Perhaps it was that unconscious resentment which was the reason why, in the midst of my scientific career, I took the time out to develop the Ball-Stick-Bird reading system. As it turned out, the results were much more dramatic than I could have dreamed. These have been reported at scientific symposia and in scientific journals. From the homeschool world, the phone calls from four-year-old Frederick's parents were the first of many from parents. Frederick's pre-kindergarten had diagnosed him as learning disabled and dyslexic, refusing to advance him to kindergarten, and insisting that he repeat pre-kindergarten. The parents balked. Having read about this new system called Ball-Stick-Bird, they decided to teach Frederick on their own. Fortunately, they went ahead with teaching before they called to tell me of Frederick's success. I would have told them "He's much too young. Wait until he's six or seven," and I would have been wrong, as I have since found out.

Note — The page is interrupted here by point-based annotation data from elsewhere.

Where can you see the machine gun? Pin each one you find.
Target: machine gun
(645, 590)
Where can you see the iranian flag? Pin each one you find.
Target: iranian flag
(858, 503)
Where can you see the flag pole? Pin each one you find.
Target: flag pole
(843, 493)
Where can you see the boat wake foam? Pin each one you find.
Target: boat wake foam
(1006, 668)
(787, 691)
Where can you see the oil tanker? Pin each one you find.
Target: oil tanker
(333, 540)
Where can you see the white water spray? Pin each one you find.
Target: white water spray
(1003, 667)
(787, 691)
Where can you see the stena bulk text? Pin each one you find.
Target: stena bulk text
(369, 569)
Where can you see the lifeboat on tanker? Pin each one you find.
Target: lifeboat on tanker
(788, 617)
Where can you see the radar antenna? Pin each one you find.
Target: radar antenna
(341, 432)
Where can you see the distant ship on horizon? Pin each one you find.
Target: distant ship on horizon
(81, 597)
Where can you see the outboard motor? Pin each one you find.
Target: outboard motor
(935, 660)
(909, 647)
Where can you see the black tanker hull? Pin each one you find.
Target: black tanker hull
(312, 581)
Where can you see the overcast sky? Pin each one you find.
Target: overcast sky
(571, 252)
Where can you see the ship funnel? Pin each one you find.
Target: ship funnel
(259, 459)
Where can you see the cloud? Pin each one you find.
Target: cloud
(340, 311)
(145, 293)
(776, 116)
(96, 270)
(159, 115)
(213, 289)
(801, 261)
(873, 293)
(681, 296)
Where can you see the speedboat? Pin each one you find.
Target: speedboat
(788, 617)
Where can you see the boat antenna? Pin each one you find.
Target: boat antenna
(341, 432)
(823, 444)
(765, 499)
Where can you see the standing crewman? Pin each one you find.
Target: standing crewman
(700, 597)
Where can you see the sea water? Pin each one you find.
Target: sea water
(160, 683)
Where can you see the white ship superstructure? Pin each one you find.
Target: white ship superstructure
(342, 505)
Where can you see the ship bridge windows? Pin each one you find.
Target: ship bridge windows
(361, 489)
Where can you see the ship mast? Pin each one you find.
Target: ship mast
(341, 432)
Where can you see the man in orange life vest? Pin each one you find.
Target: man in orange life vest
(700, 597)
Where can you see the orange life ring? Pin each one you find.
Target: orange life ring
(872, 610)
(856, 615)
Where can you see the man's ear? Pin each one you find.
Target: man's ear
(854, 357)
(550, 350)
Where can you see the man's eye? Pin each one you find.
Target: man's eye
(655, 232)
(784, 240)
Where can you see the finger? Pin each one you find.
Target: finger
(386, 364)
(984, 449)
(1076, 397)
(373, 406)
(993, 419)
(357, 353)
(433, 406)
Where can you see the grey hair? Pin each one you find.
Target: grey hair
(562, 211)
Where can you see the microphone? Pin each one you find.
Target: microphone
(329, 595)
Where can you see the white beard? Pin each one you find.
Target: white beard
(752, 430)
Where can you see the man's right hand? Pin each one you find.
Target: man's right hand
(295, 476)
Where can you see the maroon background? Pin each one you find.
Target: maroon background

By the time Frederick was six, he was a fluent reader on the adult level. In one of her telephone calls, the delighted mother recounted his latest library sortie: "Freddie swaggered into the place like he owned it. At the circulation desk he demanded the Encyclopedia Britannica. The librarian complied by showing him where the tomes are located. Then she helped him lift the volume he had pointed to. He was looking for dinosaurs, his favorite subject. She didn't really believe he'd be able to read or understand the advanced text, but Freddie not only read several passages to her, he explained them! He's having such a great time."

I suspect that Frederick doesn't spend much time in boredom. He's much too busy exploring the cornucopia of human knowledge and creation. The telephone conversations with Frederick's parents have been repeated many times with numerous parents in various guises over the past 27 years. They have made me realize how much I myself missed in those eight years before I finally taught myself to read and how much painful boredom I could have been spared. As a developmental psychologist, I also realize that those eight years represent a powerful and critical period for learning. We can catch up on what we missed during that period in later years, but the completeness of that catch-up is in question. On a personal level, I am very much aware that I'm still missing some of the scientific understanding that I could have gained during those eight years.

Very few children can unlock the three fundamental tools (literacy, basic arithmetic, and the basic sciences) on their own. Nor is it a sign of laziness or a lack of intelligence that most of us require skilled instruction in the three basic tools. Some of our most creative minds have had difficulty acquiring the literacy tool and have been diagnosed as learning disabled or dyslexic.

My main objection to this kind of labeling is that it should be our standard teaching systems that should thus be classified. What Ball-Stick-Bird has accomplished for reading instruction Catherine Stern achieved for arithmetic in her CHILDREN DISCOVER ARITHMETIC. I have been told that Isaac Asimov achieved the same for the basic sciences.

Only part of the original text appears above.